Honorary President's Statement
The Paris Agreement reached by almost every country in the world in December 2015 set a context for future reductions in carbon emissions that will take vision and skill to reach. If we are to maintain the security of energy supply that we have become used to in the developed world, and meet the ambitions of developing countries, we cannot go forward without addressing the need to deal with the carbon that comes from many of our power stations and energy intensive industries.
We have been set a challenge and Carbon Capture and Storage (CCS) is part of meeting that challenge. Alongside the development of renewable energy, and an increased emphasis on energy efficiency, we have much to gain from capturing and storing the greenhouse gases that are a by product of our economic development. CCS also represents a significant growth opportunity – creating and maintaining vital jobs and delivering extensive economic benefits in a number of sectors.
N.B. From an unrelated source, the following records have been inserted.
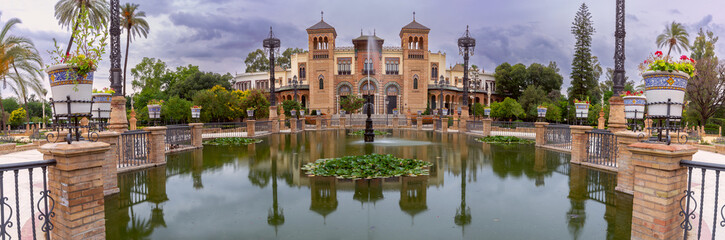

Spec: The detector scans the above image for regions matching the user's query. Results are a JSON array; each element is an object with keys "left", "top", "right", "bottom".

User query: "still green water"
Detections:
[{"left": 105, "top": 130, "right": 632, "bottom": 239}]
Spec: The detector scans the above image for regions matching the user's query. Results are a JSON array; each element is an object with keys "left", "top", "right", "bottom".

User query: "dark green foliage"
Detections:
[
  {"left": 476, "top": 136, "right": 534, "bottom": 144},
  {"left": 302, "top": 154, "right": 433, "bottom": 179}
]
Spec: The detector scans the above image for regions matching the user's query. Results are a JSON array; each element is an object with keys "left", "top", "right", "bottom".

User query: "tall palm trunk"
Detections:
[{"left": 123, "top": 28, "right": 131, "bottom": 96}]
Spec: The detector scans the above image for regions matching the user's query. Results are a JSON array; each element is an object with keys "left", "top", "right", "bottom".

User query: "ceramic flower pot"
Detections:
[
  {"left": 91, "top": 93, "right": 112, "bottom": 119},
  {"left": 146, "top": 105, "right": 161, "bottom": 119},
  {"left": 574, "top": 103, "right": 589, "bottom": 118},
  {"left": 622, "top": 96, "right": 647, "bottom": 119},
  {"left": 45, "top": 64, "right": 93, "bottom": 115},
  {"left": 642, "top": 71, "right": 690, "bottom": 118},
  {"left": 536, "top": 107, "right": 546, "bottom": 117}
]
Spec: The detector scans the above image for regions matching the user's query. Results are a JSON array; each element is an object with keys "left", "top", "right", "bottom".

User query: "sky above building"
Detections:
[{"left": 0, "top": 0, "right": 725, "bottom": 96}]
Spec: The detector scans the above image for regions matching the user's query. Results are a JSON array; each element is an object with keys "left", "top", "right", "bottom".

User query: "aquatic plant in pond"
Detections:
[
  {"left": 204, "top": 137, "right": 262, "bottom": 145},
  {"left": 476, "top": 136, "right": 534, "bottom": 144},
  {"left": 302, "top": 154, "right": 433, "bottom": 179},
  {"left": 348, "top": 130, "right": 390, "bottom": 136}
]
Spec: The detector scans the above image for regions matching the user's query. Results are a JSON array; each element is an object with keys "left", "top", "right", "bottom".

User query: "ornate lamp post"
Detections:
[
  {"left": 262, "top": 27, "right": 282, "bottom": 107},
  {"left": 458, "top": 26, "right": 476, "bottom": 118}
]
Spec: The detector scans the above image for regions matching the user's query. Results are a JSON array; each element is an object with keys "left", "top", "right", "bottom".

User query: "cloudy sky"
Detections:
[{"left": 0, "top": 0, "right": 725, "bottom": 96}]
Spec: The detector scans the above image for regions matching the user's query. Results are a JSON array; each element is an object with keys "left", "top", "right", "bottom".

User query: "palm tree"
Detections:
[
  {"left": 0, "top": 18, "right": 44, "bottom": 133},
  {"left": 55, "top": 0, "right": 110, "bottom": 55},
  {"left": 121, "top": 3, "right": 149, "bottom": 96},
  {"left": 657, "top": 22, "right": 690, "bottom": 57}
]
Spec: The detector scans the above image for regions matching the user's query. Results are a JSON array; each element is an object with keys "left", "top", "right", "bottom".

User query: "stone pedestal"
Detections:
[
  {"left": 189, "top": 123, "right": 204, "bottom": 148},
  {"left": 628, "top": 143, "right": 697, "bottom": 239},
  {"left": 98, "top": 131, "right": 121, "bottom": 195},
  {"left": 247, "top": 120, "right": 257, "bottom": 137},
  {"left": 144, "top": 127, "right": 166, "bottom": 165},
  {"left": 614, "top": 131, "right": 649, "bottom": 195},
  {"left": 534, "top": 122, "right": 549, "bottom": 147},
  {"left": 570, "top": 126, "right": 594, "bottom": 164},
  {"left": 108, "top": 96, "right": 128, "bottom": 133},
  {"left": 609, "top": 96, "right": 627, "bottom": 133},
  {"left": 39, "top": 141, "right": 110, "bottom": 239}
]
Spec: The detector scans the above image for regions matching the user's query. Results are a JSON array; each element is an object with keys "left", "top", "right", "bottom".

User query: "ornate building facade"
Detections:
[{"left": 233, "top": 15, "right": 499, "bottom": 114}]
There have been huge technological advances in achieving the goal of protecting ourselves and future generations from the pollution that we now know is damaging our planet, and the industries CCSA represents are part of that historic task. The Carbon Capture and Storage Association brings together companies and experts with the skills and knowledge to work with the UK Government, EU institutions and international bodies to bring to fruition those projects that will put us on the path to deliver the Paris Agreement.
I am proud to follow such a distinguished scientist and businessman as Lord Oxburgh as Honorary President of the CCSA. This is an interesting and challenging time for all of us committed to environmental protection, and this website is designed as a tool for those energy and environment policy makers, and industries, who share the vision that CCS can deliver."
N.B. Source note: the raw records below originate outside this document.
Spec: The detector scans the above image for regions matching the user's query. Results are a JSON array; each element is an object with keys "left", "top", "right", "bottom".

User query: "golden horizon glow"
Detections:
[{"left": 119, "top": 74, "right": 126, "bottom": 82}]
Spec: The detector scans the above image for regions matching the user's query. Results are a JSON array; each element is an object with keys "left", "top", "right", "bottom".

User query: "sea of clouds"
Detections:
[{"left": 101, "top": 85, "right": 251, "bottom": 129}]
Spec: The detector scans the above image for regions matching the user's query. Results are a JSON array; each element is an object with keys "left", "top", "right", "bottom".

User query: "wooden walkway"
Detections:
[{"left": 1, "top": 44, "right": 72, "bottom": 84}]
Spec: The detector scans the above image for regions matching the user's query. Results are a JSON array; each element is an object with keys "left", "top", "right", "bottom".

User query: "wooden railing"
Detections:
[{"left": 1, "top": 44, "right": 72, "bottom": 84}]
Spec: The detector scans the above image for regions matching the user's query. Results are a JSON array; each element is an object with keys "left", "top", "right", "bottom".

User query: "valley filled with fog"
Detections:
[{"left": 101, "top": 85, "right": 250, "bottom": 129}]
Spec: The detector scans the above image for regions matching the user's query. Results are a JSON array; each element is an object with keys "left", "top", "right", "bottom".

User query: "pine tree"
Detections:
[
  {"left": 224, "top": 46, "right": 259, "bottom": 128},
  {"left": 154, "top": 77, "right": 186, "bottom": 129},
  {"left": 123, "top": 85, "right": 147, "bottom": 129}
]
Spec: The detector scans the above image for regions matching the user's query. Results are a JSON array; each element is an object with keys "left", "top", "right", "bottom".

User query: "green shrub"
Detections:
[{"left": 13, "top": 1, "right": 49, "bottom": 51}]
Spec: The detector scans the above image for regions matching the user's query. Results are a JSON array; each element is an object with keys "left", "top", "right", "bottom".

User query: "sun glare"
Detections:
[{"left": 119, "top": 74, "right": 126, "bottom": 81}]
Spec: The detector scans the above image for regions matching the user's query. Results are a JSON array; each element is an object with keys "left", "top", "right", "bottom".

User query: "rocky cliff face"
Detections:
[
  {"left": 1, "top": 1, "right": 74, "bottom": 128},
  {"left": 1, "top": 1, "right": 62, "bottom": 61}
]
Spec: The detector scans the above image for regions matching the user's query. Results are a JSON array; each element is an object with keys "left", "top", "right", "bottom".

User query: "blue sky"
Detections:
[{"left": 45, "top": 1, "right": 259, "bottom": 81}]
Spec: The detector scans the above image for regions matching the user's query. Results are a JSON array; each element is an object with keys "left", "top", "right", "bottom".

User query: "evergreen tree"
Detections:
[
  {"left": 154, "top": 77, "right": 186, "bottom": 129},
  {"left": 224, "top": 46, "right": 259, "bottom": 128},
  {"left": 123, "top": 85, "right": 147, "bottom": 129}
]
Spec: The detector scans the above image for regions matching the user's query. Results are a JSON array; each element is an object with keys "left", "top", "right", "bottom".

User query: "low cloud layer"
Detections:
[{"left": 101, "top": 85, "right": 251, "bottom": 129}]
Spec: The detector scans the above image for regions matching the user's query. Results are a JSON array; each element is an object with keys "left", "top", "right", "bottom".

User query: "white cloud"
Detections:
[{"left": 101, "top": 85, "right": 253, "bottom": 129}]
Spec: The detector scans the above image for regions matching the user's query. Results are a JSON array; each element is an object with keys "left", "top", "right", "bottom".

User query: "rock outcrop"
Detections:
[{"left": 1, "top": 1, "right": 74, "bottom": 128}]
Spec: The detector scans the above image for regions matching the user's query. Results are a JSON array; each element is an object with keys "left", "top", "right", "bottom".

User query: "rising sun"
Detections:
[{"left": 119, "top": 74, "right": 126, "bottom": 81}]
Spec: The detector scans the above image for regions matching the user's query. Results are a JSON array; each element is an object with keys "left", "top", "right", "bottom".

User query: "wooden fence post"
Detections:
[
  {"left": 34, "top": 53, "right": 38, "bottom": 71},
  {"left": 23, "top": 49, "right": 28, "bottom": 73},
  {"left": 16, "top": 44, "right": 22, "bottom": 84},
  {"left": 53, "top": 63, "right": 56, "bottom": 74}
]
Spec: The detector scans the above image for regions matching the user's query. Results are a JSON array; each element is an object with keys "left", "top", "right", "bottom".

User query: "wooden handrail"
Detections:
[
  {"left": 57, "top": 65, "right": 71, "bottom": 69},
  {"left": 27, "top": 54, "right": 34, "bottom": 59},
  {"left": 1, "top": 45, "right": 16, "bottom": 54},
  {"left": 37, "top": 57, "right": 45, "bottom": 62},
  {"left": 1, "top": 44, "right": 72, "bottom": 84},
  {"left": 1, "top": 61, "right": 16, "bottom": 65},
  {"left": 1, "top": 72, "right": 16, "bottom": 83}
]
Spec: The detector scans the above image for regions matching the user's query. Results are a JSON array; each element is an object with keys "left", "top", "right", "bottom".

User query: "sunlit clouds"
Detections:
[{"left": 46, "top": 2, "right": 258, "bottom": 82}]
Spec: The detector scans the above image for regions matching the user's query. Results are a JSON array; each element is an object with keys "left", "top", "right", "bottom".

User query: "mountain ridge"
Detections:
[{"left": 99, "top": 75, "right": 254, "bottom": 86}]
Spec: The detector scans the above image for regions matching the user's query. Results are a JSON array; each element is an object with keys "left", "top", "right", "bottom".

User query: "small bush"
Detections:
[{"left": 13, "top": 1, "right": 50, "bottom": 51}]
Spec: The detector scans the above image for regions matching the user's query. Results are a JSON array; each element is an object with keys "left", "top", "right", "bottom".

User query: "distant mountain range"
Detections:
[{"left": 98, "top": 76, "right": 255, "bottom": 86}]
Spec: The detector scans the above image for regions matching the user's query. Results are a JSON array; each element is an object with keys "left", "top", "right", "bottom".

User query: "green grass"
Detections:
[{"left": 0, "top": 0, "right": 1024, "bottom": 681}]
Baroness Liddell studied Economics at the University of Strathclyde before becoming an economics journalist for BBC Scotland. She entered Parliament in 1994 as MP for Monklands East and has held a number of high-profile ministerial positions, including economic secretary to the Treasury, Minister for Energy and Competitiveness in Europe and Secretary of State for Scotland. After she stepped down from the Commons in 2005, she became the British High Commissioner to Australia. She has been a Peer since 2010 and is also a member of the Privy Council.